Çalışmada, ebeveynler bebekleri için en güvenilir pozisyonun %74,7 ile yan yatırma olduğunu ifade etmişlerdir. Yan yatırma oranının %63,1 ile yüksek olması güvenli bir pozisyon olduğu düşüncesi ile ilişki içerisinde olduğu görülmektedir. Ebeveynlerin çocuklarını güvenilir pozisyon olarak yan yatırmada ki neden çocuğun aspirasyon riski endişesinden kaynaklanmaktadır (12,45). Çocuğu sırt üstü yatırmanın neden olabileceği aspirasyon riski yanılgıdır ve temelinde ebeveynin gelenekleri, kültürel değerleri, rol model aldığı büyükleri, sağlık profesyonelleri ve medya yer almaktadır (46).
Turan ve Erdoğan’ın (47) AAP’nin güvenli uyku prensiplerine göre 800 web sitesi incelemesinde 163’ü (%20,4) uygun bilgiyi verirken, 181’i (%22,6) uygun olmayan bilgi vermekte olduğu ortaya çıkmıştır. Efe ve ark. (48) 252 hekim ve 904 hemşire olmak üzere 1156 katılımlı çalışmasında, katılımcıların bebek uyku pozisyonları hakkında yeterli ve doğru bilgiye sahip olmadığı sonucuna ulaşılmıştır. Diğer yandan çalışmalarda ebeveynlerin ve hemşirelerin yeterli bilgiye sahip olurken, uygulama konusunda yeterli olmadıkları gözlemlenmiştir (12,46,49,50). Tüm bunlardan yola çıkılarak, ebeveynlerin en çok bilgi konusunda başvurdukları internet ortamı ve sağlık profesyonellerinin yanlış bilgi tutumu, ebeveynlerin güvenilir pozisyonu yan yatırma olduğu yanılgısına neden olabileceği düşüncesindeyiz.
Çalışmada ebeveynler bebeklerini ortopedik yatak diye isimlendirilen vücut şeklini alan ve basıncı azaltarak vücudu destekleyen yatakları tercih ettikleri ortaya çıkmıştır. Ebeveynlerin bebeklerini %61,6 oranında ortopedik, %32,3 oranında yumuşak, %6,1 oranında sert yatakta yatırmayı ve %72,7’sinin yastık kullanımını tercih ettikleri belirlenmiştir.

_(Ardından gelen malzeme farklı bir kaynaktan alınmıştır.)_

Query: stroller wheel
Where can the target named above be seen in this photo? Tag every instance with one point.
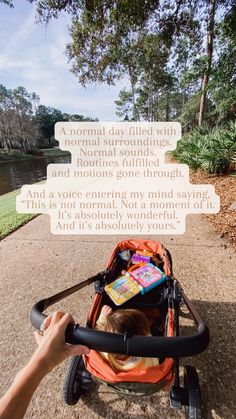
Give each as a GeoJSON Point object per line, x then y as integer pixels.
{"type": "Point", "coordinates": [78, 381]}
{"type": "Point", "coordinates": [191, 385]}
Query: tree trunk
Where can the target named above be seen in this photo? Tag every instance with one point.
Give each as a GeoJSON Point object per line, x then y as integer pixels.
{"type": "Point", "coordinates": [205, 80]}
{"type": "Point", "coordinates": [167, 105]}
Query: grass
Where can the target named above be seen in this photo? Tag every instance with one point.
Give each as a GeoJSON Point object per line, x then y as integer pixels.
{"type": "Point", "coordinates": [13, 155]}
{"type": "Point", "coordinates": [54, 152]}
{"type": "Point", "coordinates": [10, 220]}
{"type": "Point", "coordinates": [18, 155]}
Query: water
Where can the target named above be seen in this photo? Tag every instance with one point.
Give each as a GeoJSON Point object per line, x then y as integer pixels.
{"type": "Point", "coordinates": [15, 174]}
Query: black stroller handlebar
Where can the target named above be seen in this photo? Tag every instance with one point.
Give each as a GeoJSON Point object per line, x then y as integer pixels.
{"type": "Point", "coordinates": [143, 346]}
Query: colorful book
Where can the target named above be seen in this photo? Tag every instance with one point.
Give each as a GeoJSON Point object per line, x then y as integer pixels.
{"type": "Point", "coordinates": [137, 258]}
{"type": "Point", "coordinates": [122, 289]}
{"type": "Point", "coordinates": [148, 276]}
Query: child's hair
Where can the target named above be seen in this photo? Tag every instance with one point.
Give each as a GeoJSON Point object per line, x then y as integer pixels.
{"type": "Point", "coordinates": [130, 321]}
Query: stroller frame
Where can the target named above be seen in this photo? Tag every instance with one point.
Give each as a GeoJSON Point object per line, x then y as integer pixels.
{"type": "Point", "coordinates": [154, 346]}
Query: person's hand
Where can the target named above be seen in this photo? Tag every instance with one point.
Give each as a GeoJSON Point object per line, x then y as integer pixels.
{"type": "Point", "coordinates": [52, 348]}
{"type": "Point", "coordinates": [106, 311]}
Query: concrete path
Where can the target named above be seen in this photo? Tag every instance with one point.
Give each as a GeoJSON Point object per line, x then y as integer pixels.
{"type": "Point", "coordinates": [35, 264]}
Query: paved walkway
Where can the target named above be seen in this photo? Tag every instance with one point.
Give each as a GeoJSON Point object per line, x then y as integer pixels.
{"type": "Point", "coordinates": [35, 264]}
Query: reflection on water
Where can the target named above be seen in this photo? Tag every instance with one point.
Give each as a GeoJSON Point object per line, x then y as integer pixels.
{"type": "Point", "coordinates": [15, 174]}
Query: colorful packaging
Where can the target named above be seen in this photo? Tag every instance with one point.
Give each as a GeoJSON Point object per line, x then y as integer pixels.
{"type": "Point", "coordinates": [137, 258]}
{"type": "Point", "coordinates": [144, 253]}
{"type": "Point", "coordinates": [122, 289]}
{"type": "Point", "coordinates": [148, 277]}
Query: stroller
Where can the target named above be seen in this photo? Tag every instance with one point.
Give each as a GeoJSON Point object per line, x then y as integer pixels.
{"type": "Point", "coordinates": [164, 302]}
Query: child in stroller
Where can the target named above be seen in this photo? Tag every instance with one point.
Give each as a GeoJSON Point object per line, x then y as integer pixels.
{"type": "Point", "coordinates": [133, 322]}
{"type": "Point", "coordinates": [163, 302]}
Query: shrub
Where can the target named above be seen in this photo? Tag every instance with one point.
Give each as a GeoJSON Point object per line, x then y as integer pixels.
{"type": "Point", "coordinates": [214, 152]}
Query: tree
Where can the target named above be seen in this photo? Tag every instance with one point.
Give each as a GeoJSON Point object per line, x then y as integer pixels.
{"type": "Point", "coordinates": [46, 118]}
{"type": "Point", "coordinates": [209, 50]}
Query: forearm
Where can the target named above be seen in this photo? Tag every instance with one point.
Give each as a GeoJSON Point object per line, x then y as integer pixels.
{"type": "Point", "coordinates": [14, 403]}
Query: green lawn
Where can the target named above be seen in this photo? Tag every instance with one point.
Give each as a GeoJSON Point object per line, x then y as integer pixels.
{"type": "Point", "coordinates": [10, 220]}
{"type": "Point", "coordinates": [18, 155]}
{"type": "Point", "coordinates": [54, 152]}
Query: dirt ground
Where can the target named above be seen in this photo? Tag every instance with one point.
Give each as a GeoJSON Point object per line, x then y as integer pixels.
{"type": "Point", "coordinates": [35, 264]}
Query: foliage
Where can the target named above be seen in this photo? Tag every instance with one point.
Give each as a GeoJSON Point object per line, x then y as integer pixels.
{"type": "Point", "coordinates": [213, 151]}
{"type": "Point", "coordinates": [24, 123]}
{"type": "Point", "coordinates": [16, 126]}
{"type": "Point", "coordinates": [46, 118]}
{"type": "Point", "coordinates": [10, 220]}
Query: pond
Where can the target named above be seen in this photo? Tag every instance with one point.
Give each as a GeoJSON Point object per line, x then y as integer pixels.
{"type": "Point", "coordinates": [15, 174]}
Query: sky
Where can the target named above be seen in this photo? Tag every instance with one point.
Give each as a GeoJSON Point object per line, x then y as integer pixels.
{"type": "Point", "coordinates": [33, 55]}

Yapılan çalışmalarda ise ebeveynlerin büyük oranda bebekleri için yumuşak yatağı tercih ettikleri görülmüştür (28,51,52). Diğer yandan; bu çalışmalarda ortopedik yatak seçeneği ebeveynlere sunulmamıştır. Bu yönüyle çalışma önceki çalışmalardan ayrılmaktadır. Yatak tercihi konusunda tüketicilerin büyük ölçüde ortopedik yatak tercih etmesi reklamlardan etkilenmeleri olduğu da bilinmektedir (53).
Yumuşak yatakta yatırma ve yastık kullanımı; ABÖS’yi olumsuz etkileyen önemli bir diğer faktördür (19,48). Patel ve ark. (43) sağlıklı bebeklerle yaptıkları çalışmada, yüzüstü pozisyonda uyurken nefes verme sırasında ki karbondioksit değerini nefes alma sırasında tekrar almaları, yumuşak yatak ve yumuşak yastıkların varlığı ile doğru orantılı olarak arttığını tespit etmişlerdir.
Bebeklerde güvenli uykunun sağlanmasında etkili diğer bir faktör de yatak içinde eşya bulundurulmasıdır. Amerikan Pediyatri Akademisi’nin diğer bir üzerinde durduğu durum; yatak içinde yastık, yorgan, oyuncak gibi objelerin bulundurulmamasıdır (19). Çalışmamızda ebeveynlerin %93,8’i (n=186) bebeklerinin yataklarında yorgan, %26,2’si (n=52) oyuncak, %4,0’ü (n=8) şilte bulundurduğunu ifade etmiştir. Bebeklerin güvenli bir uyku geçirmesi için ve ABÖS riskini azaltmak için; bebeğin yatak çevresi düzenlemesi son derece önemlidir. 1991-2011 yılları arasında ABD’de acil bölümüne başvuran 3 yaş altı çocukların başvurma nedenleri arasında ikinci önemli neden olan beşik içerisinde şilte kullanımı sonucunda boğulmadır ve güvensiz uyku ortamına dikkat çekmektedir (54). Ülkemizde ani bebek ölümü olguları görülse dahi bu olgulara ilişkin olay yeri incelemesi yapılmamaktadır. Aynı zamanda multidisipliner yaklaşım olmamasından dolayı da yeterli bilgiye ulaşılamamaktadır. Günümüzde bu durum devam etse dahi literatürde ABÖS’ye ilişkin tanılamaya ya da olguya rastlanılmamıştır (55,56).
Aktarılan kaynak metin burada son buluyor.